Pastor's Blog

Pastor's Blog

Tuesday, May 15, 2012

Memorial Day

Friends,
            Memorial Day is just around the corner.  In Hagerman we will meet at 10:00 a.m. at the cemetery for a service - the Rev. Jim Bignell bringing the message.  Don't forget: those who are willing and able can come the night before on Sunday at 6:00 p.m. to help put flags out.  What follows is one of my favorite Memorial Day reflections, attributed to the Rev. John Caughron, Center Point, Iowa.  Enjoy. 
                                                                        Still in one peace, Stephen

Here, amid the glory of flags and flowers,
Here, in the somber embrace of memories more precious than any gold,
We have come to be renewed.
Here, upon this gentle hilltop, caressed by spring breezes, and peopled by stones of remembrance,

Here, under tall trees old before our birth and yet still young after we shall have gone home,
Here, in keen awareness of the mysteries of life and death,
We have come to remember.
Here, in the company of our friends and families,
Here, with the children entrusted to our raising,
Here, in the sight of our Creator,
We have come to give thanks.

Here, where rest the fallen heroes of the generations past,
We tread with reverent step and slow,
Pondering the dedication of those who gave their lives,
and wondering how we may measure up in our time...

Whether we hold those values so precious, so dear,
that they are worth the risk of everything else in life in order to preserve and protect them.
It is beyond our knowing now whether these honored dead thought such deep thoughts then.
It is enough to believe that in spite of hesitation, fear, or impossible odds,

When Freedom was at stake and Liberty on the line, they were there with
pounding heart and quaking chest, willing nevertheless
to take the risk and give up all they cherished for the sake of something more.

And we, the heirs of their valor and the beneficiaries of their sacrifice,
            Can do no less this day than to honor their memory with a solemn pledge:
            To work for peace in a violent world,
            To stand for justice in an unjust world,
            To foster freedom in a power-mad world,

So that today's children do not have to become tomorrow's fallen heroes,
So that there need be no more broken boys, broken hearts, broken family circles,
So that we and people everywhere may sustain the patterns of peace, and
that the blessings of genuine liberty may abundantly bless the children of a wholesome and peaceful world.

It is well that we are here to remind ourselves again of the true and painful costs of war.

Not only does that disorder exact the lives of warriors and innocents,
and crush the hopes and dreams of loved ones, but as President
Eisenhower forced us to admit:
            "Every gun that is made, every warship launched, every rocket fired
            signifies, in the final sense, a theft from those who hunger and are not
            fed, those who are cold and are not clothed.

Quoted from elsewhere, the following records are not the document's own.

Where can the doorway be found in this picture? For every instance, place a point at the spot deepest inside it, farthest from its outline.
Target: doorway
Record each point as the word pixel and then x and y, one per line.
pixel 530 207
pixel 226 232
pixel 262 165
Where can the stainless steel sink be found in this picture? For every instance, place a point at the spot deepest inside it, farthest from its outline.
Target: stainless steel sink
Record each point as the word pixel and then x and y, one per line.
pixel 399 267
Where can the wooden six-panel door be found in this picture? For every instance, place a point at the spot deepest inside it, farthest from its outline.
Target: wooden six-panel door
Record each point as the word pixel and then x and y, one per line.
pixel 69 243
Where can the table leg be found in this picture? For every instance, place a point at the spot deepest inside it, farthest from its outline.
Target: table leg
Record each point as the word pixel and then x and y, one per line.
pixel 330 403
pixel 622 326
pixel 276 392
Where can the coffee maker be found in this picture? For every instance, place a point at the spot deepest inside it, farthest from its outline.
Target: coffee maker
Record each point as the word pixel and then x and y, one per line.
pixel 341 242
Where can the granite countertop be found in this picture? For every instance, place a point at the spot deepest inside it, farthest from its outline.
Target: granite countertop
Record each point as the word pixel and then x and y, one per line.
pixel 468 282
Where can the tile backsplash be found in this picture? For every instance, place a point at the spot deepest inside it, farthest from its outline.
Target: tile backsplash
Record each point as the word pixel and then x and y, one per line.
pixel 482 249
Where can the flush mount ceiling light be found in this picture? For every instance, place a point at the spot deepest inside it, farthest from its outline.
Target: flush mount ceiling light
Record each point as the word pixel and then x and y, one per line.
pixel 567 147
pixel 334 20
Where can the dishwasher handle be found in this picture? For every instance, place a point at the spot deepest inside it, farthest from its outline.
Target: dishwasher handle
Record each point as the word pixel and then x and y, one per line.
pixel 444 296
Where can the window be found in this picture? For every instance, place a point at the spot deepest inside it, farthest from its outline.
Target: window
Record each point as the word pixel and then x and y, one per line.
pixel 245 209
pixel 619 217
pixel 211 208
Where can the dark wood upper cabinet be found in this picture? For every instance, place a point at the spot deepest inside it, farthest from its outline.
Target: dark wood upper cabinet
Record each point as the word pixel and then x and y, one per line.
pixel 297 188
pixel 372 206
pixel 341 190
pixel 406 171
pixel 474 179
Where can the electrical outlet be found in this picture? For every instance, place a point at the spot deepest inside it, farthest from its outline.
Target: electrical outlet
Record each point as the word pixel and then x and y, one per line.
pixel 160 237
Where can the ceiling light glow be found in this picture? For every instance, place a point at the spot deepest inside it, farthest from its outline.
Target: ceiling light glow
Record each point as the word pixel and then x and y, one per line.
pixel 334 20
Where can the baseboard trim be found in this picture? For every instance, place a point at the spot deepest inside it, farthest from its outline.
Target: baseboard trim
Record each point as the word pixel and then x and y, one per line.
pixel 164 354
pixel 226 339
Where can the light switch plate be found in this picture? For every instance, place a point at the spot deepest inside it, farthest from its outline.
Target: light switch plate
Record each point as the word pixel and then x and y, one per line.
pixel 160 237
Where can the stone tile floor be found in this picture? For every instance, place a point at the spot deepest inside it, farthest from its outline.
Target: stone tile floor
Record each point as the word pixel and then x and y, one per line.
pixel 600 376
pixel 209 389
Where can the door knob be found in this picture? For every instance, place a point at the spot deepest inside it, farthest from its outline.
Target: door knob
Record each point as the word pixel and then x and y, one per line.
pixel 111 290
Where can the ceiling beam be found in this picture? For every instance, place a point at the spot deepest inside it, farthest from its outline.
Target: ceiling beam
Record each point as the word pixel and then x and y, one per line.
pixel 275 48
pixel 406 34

This world in arms is not spending money alone. It is spending the sweat
of its laborers, the genius of its scientists, the hope of its children.
That is not a way of life at all in any true sense--
it is humanity hanging from a cross of iron."

Here, upon this living, green grass,
Here, amid the glory of flags and flowers,
Here, in the somber embrace of memories more precious than any gold,
We have come to remember, to be renewed, and to give thanks.

In this silent moment, so let us do.